The effect of rising air temperatures on terrestrial insects is most likely to be manifested through alterations in insect life-history parameters, physiology, behavior, and ecological roles, as well as intra- and interspecific interactions (Cornelissen 2011). Also, indirect effects of atmospheric warming on insect host plants and natural enemies are likely to affect insect populations (Cornelissen 2011). Pollinators, such as bees, are expected to be negatively affected, in general, because of the asynchrony in the flowering of angiosperms with their foraging activities (Memmott et. al. 2007). There is, therefore, a possibility that future temperature change will negatively affect bee populations, and a change in feeding motivation, as observed within the limited scope of this study, will perhaps be one of the many changes occurring simultaneously in bees. With reports of increasing minimum temperatures in India, bees such as A. florea might be less motivated to forage for nectar during the colder months, thereby possibly affecting pollination of several important oilseed crops (e.g., mustard and sesame) and winter vegetables. A recent report by India's Meteorological Department suggests that the average minimum air temperature during the winter months in the state of West Bengal, where the study area is located, has increased significantly in the last five decades (Rathore et al. 2013).

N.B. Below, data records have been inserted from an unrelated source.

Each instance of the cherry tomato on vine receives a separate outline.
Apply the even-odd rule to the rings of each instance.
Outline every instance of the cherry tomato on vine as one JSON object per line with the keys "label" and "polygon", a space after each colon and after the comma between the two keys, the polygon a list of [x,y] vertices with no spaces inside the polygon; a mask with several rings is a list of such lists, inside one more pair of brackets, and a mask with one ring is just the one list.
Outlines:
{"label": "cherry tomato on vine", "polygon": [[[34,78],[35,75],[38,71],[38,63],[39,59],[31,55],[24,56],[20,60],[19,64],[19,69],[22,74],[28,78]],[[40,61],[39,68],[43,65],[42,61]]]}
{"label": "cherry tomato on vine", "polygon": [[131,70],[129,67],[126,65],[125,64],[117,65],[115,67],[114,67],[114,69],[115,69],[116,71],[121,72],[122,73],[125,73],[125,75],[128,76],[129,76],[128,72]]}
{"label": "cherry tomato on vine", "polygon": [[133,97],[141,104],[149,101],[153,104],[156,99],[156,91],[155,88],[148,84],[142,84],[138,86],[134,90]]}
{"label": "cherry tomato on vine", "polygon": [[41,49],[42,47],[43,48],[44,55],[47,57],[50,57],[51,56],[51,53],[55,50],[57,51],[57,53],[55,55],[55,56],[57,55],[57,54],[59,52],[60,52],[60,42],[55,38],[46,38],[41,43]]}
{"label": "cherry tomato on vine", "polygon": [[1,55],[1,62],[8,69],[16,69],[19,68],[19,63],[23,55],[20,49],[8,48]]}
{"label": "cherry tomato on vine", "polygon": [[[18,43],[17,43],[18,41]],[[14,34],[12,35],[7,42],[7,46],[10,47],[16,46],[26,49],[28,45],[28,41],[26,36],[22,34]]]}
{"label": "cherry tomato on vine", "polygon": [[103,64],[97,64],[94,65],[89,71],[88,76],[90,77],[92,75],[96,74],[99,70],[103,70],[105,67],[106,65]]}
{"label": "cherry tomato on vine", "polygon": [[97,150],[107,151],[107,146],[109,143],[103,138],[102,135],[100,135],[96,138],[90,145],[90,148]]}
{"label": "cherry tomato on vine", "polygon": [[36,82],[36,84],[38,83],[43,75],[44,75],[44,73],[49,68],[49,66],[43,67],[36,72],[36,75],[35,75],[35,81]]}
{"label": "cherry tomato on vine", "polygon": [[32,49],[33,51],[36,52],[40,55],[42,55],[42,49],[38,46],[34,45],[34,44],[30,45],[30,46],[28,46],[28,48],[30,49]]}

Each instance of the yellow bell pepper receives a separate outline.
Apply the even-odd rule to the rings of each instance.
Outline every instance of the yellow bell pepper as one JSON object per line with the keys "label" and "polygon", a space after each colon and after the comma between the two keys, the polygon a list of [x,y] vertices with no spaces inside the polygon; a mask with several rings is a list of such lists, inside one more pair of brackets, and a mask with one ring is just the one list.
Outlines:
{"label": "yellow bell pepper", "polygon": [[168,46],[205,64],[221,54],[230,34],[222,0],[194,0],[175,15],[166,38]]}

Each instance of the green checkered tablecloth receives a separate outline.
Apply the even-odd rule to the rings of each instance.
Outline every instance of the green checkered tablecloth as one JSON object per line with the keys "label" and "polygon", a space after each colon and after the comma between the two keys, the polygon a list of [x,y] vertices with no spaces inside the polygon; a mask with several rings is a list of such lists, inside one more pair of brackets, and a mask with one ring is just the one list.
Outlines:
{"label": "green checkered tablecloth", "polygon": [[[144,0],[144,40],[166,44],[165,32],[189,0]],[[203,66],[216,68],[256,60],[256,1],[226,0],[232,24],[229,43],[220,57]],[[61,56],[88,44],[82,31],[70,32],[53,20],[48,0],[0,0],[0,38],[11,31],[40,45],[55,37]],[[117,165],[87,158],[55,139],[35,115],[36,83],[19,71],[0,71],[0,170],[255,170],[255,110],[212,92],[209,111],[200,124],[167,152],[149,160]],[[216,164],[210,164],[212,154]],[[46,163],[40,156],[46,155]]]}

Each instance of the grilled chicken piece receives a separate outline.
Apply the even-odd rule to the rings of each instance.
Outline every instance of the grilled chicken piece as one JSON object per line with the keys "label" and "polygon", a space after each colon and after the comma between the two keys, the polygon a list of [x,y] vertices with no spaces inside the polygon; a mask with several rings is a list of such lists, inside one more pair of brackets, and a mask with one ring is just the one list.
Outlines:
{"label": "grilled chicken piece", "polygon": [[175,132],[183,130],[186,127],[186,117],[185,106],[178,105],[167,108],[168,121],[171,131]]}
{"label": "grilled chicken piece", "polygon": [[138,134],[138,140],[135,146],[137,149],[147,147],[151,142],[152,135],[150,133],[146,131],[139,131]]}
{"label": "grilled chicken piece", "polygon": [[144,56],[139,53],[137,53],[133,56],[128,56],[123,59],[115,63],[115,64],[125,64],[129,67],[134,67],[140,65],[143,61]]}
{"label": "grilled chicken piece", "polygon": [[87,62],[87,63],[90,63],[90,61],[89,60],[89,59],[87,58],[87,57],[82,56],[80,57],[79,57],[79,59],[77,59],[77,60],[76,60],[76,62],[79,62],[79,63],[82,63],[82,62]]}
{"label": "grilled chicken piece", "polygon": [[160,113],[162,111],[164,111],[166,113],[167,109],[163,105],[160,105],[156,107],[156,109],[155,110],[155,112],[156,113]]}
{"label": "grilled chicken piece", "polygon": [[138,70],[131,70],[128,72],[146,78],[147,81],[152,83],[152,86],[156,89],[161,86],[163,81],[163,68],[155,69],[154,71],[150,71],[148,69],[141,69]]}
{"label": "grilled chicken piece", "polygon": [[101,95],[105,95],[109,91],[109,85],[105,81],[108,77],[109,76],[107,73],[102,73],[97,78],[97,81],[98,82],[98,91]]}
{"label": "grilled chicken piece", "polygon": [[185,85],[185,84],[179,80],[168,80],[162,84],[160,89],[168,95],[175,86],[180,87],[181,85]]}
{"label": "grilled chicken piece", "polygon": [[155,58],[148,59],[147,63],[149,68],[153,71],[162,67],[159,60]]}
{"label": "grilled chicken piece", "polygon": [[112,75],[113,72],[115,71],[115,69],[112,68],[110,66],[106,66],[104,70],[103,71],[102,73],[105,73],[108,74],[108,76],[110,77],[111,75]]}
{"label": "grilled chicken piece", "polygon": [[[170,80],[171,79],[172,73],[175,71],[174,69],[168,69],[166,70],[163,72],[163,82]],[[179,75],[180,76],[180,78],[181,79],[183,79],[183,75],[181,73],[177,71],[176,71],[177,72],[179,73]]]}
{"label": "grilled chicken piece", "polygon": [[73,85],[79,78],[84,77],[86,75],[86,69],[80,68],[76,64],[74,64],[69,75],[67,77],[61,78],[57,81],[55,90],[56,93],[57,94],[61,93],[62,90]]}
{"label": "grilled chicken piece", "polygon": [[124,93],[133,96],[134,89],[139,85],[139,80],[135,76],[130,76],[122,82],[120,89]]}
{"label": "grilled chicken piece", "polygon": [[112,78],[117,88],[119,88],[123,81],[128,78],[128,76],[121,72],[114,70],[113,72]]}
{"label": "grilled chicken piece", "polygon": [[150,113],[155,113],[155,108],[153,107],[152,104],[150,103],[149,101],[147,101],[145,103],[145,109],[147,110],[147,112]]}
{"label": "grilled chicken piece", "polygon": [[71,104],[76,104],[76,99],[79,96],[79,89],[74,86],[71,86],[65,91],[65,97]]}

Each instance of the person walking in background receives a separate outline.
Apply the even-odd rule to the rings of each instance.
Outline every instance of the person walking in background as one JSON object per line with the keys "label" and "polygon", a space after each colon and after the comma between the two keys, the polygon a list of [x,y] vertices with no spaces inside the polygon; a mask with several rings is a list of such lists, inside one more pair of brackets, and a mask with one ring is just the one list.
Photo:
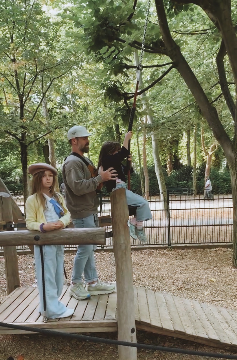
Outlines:
{"label": "person walking in background", "polygon": [[65,195],[64,195],[64,183],[62,183],[61,185],[60,185],[60,191],[62,193],[63,196],[65,197]]}
{"label": "person walking in background", "polygon": [[210,178],[208,176],[206,178],[206,184],[205,184],[205,194],[204,196],[204,199],[207,199],[209,200],[211,200],[213,199],[213,195],[211,193],[212,190],[212,186]]}
{"label": "person walking in background", "polygon": [[131,160],[128,148],[129,141],[132,135],[131,131],[126,134],[122,147],[119,143],[115,141],[105,143],[99,156],[98,167],[102,166],[106,170],[112,166],[116,170],[117,176],[114,176],[112,180],[106,183],[107,191],[111,192],[119,188],[125,188],[128,204],[137,207],[136,215],[130,222],[130,235],[133,239],[138,238],[140,241],[147,242],[147,238],[143,228],[143,220],[149,220],[152,218],[149,203],[142,196],[128,189],[124,168],[121,163],[129,155]]}
{"label": "person walking in background", "polygon": [[[28,170],[33,176],[33,179],[32,195],[26,202],[27,228],[45,233],[66,227],[70,222],[70,214],[63,198],[54,190],[57,170],[50,165],[40,163],[30,165]],[[64,282],[63,246],[41,246],[44,268],[45,316],[49,319],[70,316],[74,310],[66,307],[58,300]],[[40,296],[39,310],[43,315],[44,285],[40,246],[35,246],[34,250]]]}
{"label": "person walking in background", "polygon": [[[91,160],[84,156],[89,151],[89,134],[84,126],[73,126],[68,130],[67,138],[72,152],[65,159],[62,169],[64,184],[65,200],[71,213],[75,228],[96,228],[98,226],[97,209],[99,201],[96,189],[99,184],[113,179],[117,174],[112,167],[92,177],[88,167],[94,169]],[[94,174],[93,174],[93,175]],[[94,251],[96,245],[80,245],[74,258],[70,295],[79,300],[91,296],[109,294],[114,291],[113,285],[106,284],[99,279],[95,267]],[[84,273],[87,289],[83,286]]]}

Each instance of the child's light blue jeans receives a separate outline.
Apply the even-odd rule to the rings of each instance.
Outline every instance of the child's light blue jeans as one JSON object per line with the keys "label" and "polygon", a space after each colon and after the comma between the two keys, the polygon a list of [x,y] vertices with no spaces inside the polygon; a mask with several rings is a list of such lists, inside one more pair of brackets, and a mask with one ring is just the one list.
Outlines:
{"label": "child's light blue jeans", "polygon": [[120,188],[125,189],[126,197],[128,205],[132,206],[137,206],[137,209],[136,219],[138,221],[143,220],[149,220],[152,219],[152,215],[149,206],[149,203],[147,200],[142,196],[135,194],[130,190],[128,190],[127,184],[125,183],[117,183],[116,188],[112,190],[114,191]]}

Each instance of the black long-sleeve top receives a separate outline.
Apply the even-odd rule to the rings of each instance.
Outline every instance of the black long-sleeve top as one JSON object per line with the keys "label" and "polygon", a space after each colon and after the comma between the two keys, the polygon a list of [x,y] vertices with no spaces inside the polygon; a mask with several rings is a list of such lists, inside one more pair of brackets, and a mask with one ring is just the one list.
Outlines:
{"label": "black long-sleeve top", "polygon": [[[116,177],[126,183],[126,179],[124,172],[124,167],[121,162],[127,157],[129,155],[128,153],[128,149],[122,146],[121,149],[116,154],[104,157],[101,164],[104,171],[107,170],[109,167],[113,167],[118,174]],[[116,187],[116,180],[108,180],[105,183],[107,191],[109,192],[111,192],[112,189]]]}

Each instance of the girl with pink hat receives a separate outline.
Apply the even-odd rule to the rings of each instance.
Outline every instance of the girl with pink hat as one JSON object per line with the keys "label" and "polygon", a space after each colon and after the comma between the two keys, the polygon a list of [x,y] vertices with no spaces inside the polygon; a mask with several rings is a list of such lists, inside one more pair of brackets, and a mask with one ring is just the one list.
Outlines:
{"label": "girl with pink hat", "polygon": [[[28,170],[33,179],[32,194],[26,202],[27,229],[45,233],[65,228],[70,213],[63,197],[54,190],[57,170],[40,163],[30,165]],[[64,282],[63,246],[36,246],[34,250],[40,312],[45,321],[71,316],[73,309],[58,300]]]}

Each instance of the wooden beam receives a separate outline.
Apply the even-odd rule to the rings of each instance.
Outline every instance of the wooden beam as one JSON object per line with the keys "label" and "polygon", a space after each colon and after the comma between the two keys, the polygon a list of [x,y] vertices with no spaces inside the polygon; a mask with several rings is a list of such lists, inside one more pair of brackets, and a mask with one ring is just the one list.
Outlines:
{"label": "wooden beam", "polygon": [[[12,211],[10,195],[6,193],[0,193],[0,218],[6,224],[12,224]],[[10,235],[14,233],[9,228],[2,233]],[[10,294],[20,285],[18,258],[15,246],[3,248],[6,280],[7,292]]]}
{"label": "wooden beam", "polygon": [[[110,194],[116,265],[118,340],[137,343],[129,212],[125,189]],[[119,345],[119,360],[137,360],[137,348]]]}
{"label": "wooden beam", "polygon": [[80,244],[105,245],[105,229],[103,228],[63,229],[46,233],[29,230],[0,232],[0,246]]}
{"label": "wooden beam", "polygon": [[[16,203],[14,199],[10,193],[8,189],[0,177],[0,192],[5,192],[9,194],[12,203],[12,217],[13,222],[15,224],[22,222],[26,223],[26,219],[24,215],[22,215],[21,209]],[[33,246],[29,247],[32,254],[34,253],[34,248]]]}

Further studies are necessary, therefore, to ascertain how extensively rising temperatures might affect these crucial ecosystem service providers, especially in developing countries like India, where the economy is still largely agriculture reliant.

Mean %PER scores of Apis florea at different sucrose concentrations.

Mean %PER scores of Apis florea exposed to three different temperatures, in response to six different sucrose concentrations. Bars, indicating mean responses at each sucrose concentration, with different lowercase letters on top, are significantly different from each other (P ≤ 0.05).